Actor Henry Silva, known for playing gangsters, goons and henchmen in hundreds of films including “Ocean’s Eleven” and “The Manchurian Candidate,” died Wednesday. He was 95.
Silva died of natural causes in Woodland Hills, California twenty years after retiring from an epic career that spanned five decades, his son told Variety Friday.
The prolific actor often shared the screen with Frank Sinatra, playing a Communist agent who fought with the singer in ‘Candidate’ and one of the 11 crooks in the classic 1960 casino heist film.
The Spanish Harlem native’s death was reportedly first announced by the daughter of Dean Martin, who appeared alongside him in the iconic Rat Pack caper.
“Our hearts are broken at the loss of our dear friend Henry Silva, one of the nicest, kindest and most talented men I’ve had the pleasure of calling my friend,” Deana Martin tweeted Friday afternoon.
“He was the last surviving star of the original Ocean’s 11 Movie. We love you Henry, you will be missed.”
Silva got his start as a heavy in Westerns like “The Tall T” and “The Law and Jake Wade” before starring as the titular characters in 1963’s “Johnny Cool” and 1965’s “The Return of Mr. Moto.”
Later in his career, Silva appeared in pictures like “Sharky’s Machine,” “Above the Law,” “Dick Tracy” and “Ghost Dog: The Way of the Samurai.” He made a final brief screen appearance in the 2001 “Ocean’s Eleven” remake.
Silva was of Italian and Puerto Rican descent but was often tapped to portray other ethnicities, playing Korean, Venezuelan, Native American and Japanese men in some of his best known roles.
Silva reportedly dropped out of school at the age of 13 and took drama classes while earning money as a dishwasher and waiter. He was one of five students selected to the Actors Studio in 1955 out of 2,500 applicants, Variety reported, citing the 2000 book “Hispanics in Hollywood.”

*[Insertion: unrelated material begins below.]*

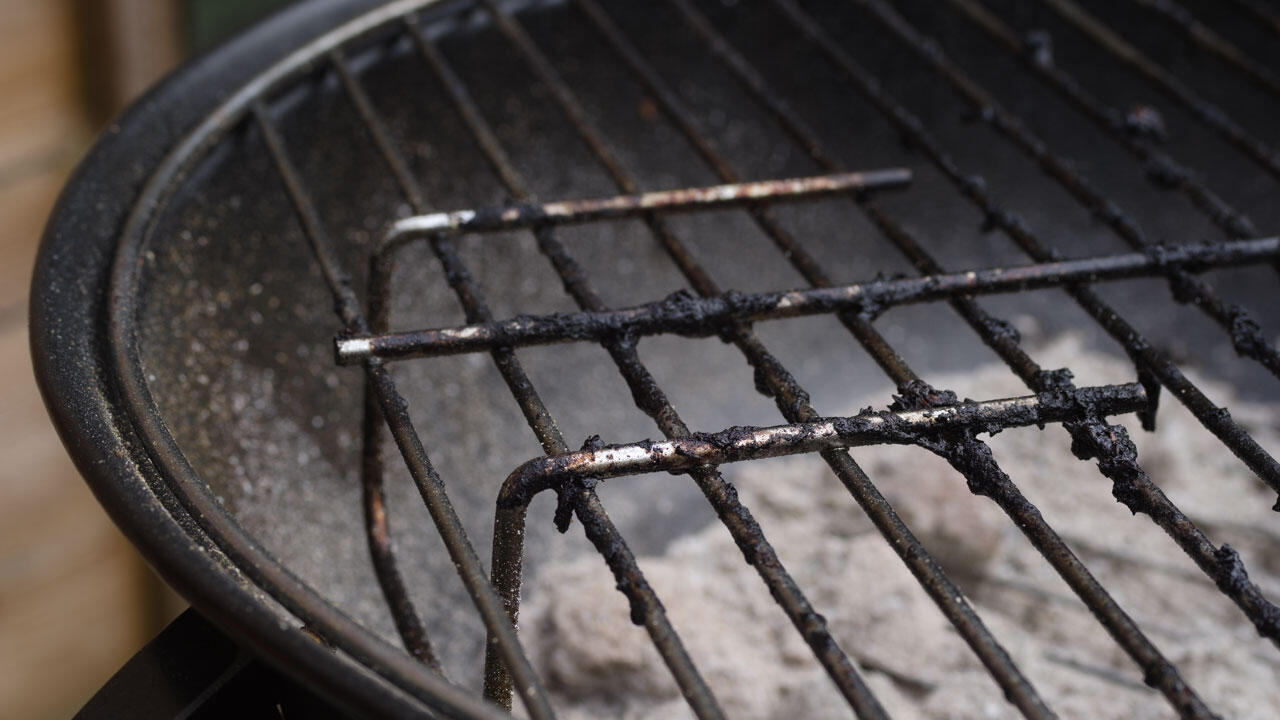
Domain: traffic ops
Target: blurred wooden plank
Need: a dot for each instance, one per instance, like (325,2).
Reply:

In 1985, Silva reportedly told Knight-Ridder journalist Diane Haithman that his Manhattan upbringing informed his trademark tough guy persona.
“I saw a lot of things in Harlem. It was the kind of place where if you lived on one block and you wanted to go a few blocks away, you had to take a couple of guys with you, or else you would get your ass kicked,” he said at the time, according to Variety.
“I think the reason that I haven’t disappeared is that the heavies I play are all leaders. I never play a wishy-washy anything. They’re interesting roles, because when you leave the theater, you remember these kinds of guys.”
The thrice-divorced late actor was reportedly survived by his two sons, Michael and Scott.